וַיִּשָּׂ֨א דָוִ֜יד אֶת־עֵינָ֗יו וַיַּ֞רְא אֶת־מַלְאַ֤ךְ יְהֹוָה֙ עֹמֵ֗ד בֵּ֤ין הָאָ֙רֶץ֙ וּבֵ֣ין הַשָּׁמַ֔יִם וְחַרְבּ֤וֹ שְׁלוּפָה֙ בְּיָד֔וֹ נְטוּיָ֖ה עַל־יְרוּשָׁלָ֑͏ִם וַיִּפֹּ֨ל דָּוִ֧יד וְהַזְּקֵנִ֛ים מְכֻסִּ֥ים בַּשַּׂקִּ֖ים עַל־פְּנֵיהֶֽם׃
דברי הימים א כא טז

The rule is that the attributive adjective must agree with the noun it is qualifying in three things:

1. gender
2. number
3. definiteness

Here the adjective is indefinite while the noun it is qualifying is not. Should the former not have had ה before it?

אני מודה לכם מאוד


----------



## Drink

Seems to be the participle is used as a verb not as a modifier here.


----------



## Ali Smith

Oh, I see. But then why is the pronoun at the end in the plural? Shouldn’t it have been פניו?


----------



## Drink

Huh?
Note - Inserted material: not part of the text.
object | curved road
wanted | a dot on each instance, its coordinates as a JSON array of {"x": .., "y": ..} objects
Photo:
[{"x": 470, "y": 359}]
Not sure why you think it should be singular. זקנים is still plural.


----------



## Ali Smith

Yes, but that implies that זקנים, together with דוד, is the subject of ויפל.


----------



## Drink

Oh right my bad, על פניהם is referring to ויפל, you're right.

I would say מכוסים בשקים is an appositive phrase, not an adjectival modifier phrase.


----------



## JAN SHAR

Maybe it's telling us the state the elders were in at the time.


----------



## Drink

JAN SHAR said:


> Maybe it's telling us the state the elders were in at the time.


That doesn't really answer the question though, which is why it agrees in number but not definiteness.


----------



## Ali Smith

JAN SHAR said:


> Maybe it's telling us the state the elders were in at the time.


It could be similar to the following:

וְנָתַתִּי אֶת חֵן הָעָם הַזֶּה בְּעֵינֵי מִצְרָיִם וְהָיָה כִּי תֵלֵכוּן לֹא תֵלְכוּ רֵיקָם.


----------